Turn obfuscated PDF code into transparent data so you can work with it directly.

PDF uses an element framework for organizing data. When editing PDFs at the text level, it helps to know how to navigate these nodes. The data itself usually is compressed and unreadable. pdftk [Hack #79] can uncompress these streams, making the PDF more interesting to read and much more hackable.

First, uncompress your PDF document using pdftk:

pdftk  mydoc.pdf  output  mydoc.uncompressed.pdf  uncompress

Next, fire up your text editor. A good text editor enables you to inspect any document at its lowest level by reading its bytes right off of the disk. Not all text editors can handle the mix of human-readable text and machine-readable binary data that PDF contains. Other editors can read and display this data, but they can't write it properly. I recommend using gVim [Hack #82] .

Get the full story on PDF by reading the specification at http://partners.adobe.com/asn/acrobat/sdk/public/docs/PDFReference15_v5.pdf.

Open a PDF in your text editor and you will find some plain-text data and some unreadable binary data. All of this data is organized using a few basic objects. The PDF Reference 1.5 section 3.2 describes these in detail. Here is a quick key to get you started.

Names: / ...: A slash indicates the beginning of a name. Examples include /Type and /Page. Most names have very specific meanings prescribed by the PDF Reference. They are never compressed or encrypted.
Strings: ( ...): Strings are enclosed by parentheses. An example is (Now is the time). You use them for holding plain-text data in annotations and bookmarks. You can encrypt them but you can't compress them. Mind escaped characters?e.g., \), \(, or \\.
Dictionaries: << key1 value1 key2 value2 ... >>: Dictionaries map keys to values.
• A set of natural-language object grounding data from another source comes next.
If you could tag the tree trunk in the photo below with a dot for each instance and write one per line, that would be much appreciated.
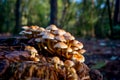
(17, 16)
(110, 20)
(53, 12)
(117, 13)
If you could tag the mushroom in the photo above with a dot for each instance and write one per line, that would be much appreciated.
(39, 42)
(48, 37)
(25, 27)
(69, 63)
(4, 64)
(56, 61)
(59, 32)
(78, 58)
(60, 38)
(52, 27)
(32, 50)
(60, 46)
(81, 51)
(27, 34)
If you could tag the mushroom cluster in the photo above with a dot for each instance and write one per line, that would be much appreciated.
(55, 41)
(46, 70)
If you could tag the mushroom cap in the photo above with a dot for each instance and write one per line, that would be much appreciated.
(73, 70)
(74, 48)
(56, 60)
(78, 57)
(69, 37)
(69, 63)
(69, 50)
(77, 44)
(60, 45)
(75, 52)
(67, 34)
(48, 36)
(25, 27)
(4, 64)
(31, 49)
(52, 27)
(39, 40)
(59, 32)
(34, 28)
(40, 29)
(81, 51)
(25, 32)
(60, 38)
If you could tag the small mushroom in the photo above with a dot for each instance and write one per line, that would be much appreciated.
(60, 38)
(69, 63)
(81, 51)
(78, 57)
(59, 32)
(56, 61)
(52, 27)
(25, 27)
(32, 50)
(48, 37)
(4, 64)
(60, 46)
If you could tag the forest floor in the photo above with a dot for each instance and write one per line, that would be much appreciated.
(104, 55)
(101, 54)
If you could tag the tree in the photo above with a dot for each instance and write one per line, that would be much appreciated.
(117, 13)
(53, 12)
(17, 16)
Keys must be names and values can be anything, even dictionaries or arrays.
Arrays: [ object1 object2 ... ]: Arrays represent a list of objects. All PDF objects are part of one big tree, interconnected by arrays and dictionaries.
Streams: << ... >> stream ...endstream: Most PDF data is stored in streams. Dictionary data precedes the stream data and holds information about the stream, such as its length and encoding. stream and endstream bracket the actual stream data. Streams are used to hold bitmap images and page-drawing instructions, among other things. Use pdftk to make compressed page streams readable. Some streams use PDF objects (dictionaries, strings, arrays, etc.) to represent information.
Indirect object references: m n R: Indirect object references allow an object to be referenced in one place (or many places) and described in another. The reference is a pair of numbers followed by the letter R, such as: 3528 0 R. You find them in dictionaries and arrays. To locate the object referenced by m n R, search for m n obj.
Indirect object identifiers: m n obj ... endobj: An indirect object is any object that is preceded by the identifying m n obj, where m and n are numbers that uniquely identify the object. Another object can then reference the indirect object by simply invoking m n R, described earlier.
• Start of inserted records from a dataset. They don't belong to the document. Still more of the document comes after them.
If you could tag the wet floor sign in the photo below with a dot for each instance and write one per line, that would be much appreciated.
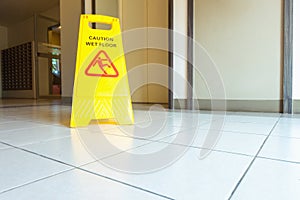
(101, 89)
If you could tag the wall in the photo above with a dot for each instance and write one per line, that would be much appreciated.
(69, 34)
(3, 45)
(244, 39)
(180, 49)
(53, 13)
(21, 32)
(107, 7)
(296, 58)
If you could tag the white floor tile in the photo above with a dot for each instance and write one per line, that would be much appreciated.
(3, 146)
(218, 140)
(19, 167)
(18, 125)
(84, 147)
(35, 134)
(189, 178)
(287, 127)
(270, 180)
(79, 185)
(244, 127)
(282, 148)
(251, 119)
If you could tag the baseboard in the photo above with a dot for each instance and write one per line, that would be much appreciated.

Dictionaries tend to be the most interesting objects. They represent things such as pages and annotations. You can tell what a dictionary describes by checking its /Type and /Subtype keys. Conversely, you can find something in a PDF by searching on its type. For example, you can find each page in a PDF by searching for the text /Page. For annotations, search for /Annot, and for images, /Image.

At the end of the PDF file is the XREF lookup table. It gives the byte offset for every indirect object in the PDF file. This allows rapid random access to PDF pages and other data. Text-level PDF editing can corrupt the XREF table, which breaks the PDF. [Hack #81] solves this problem.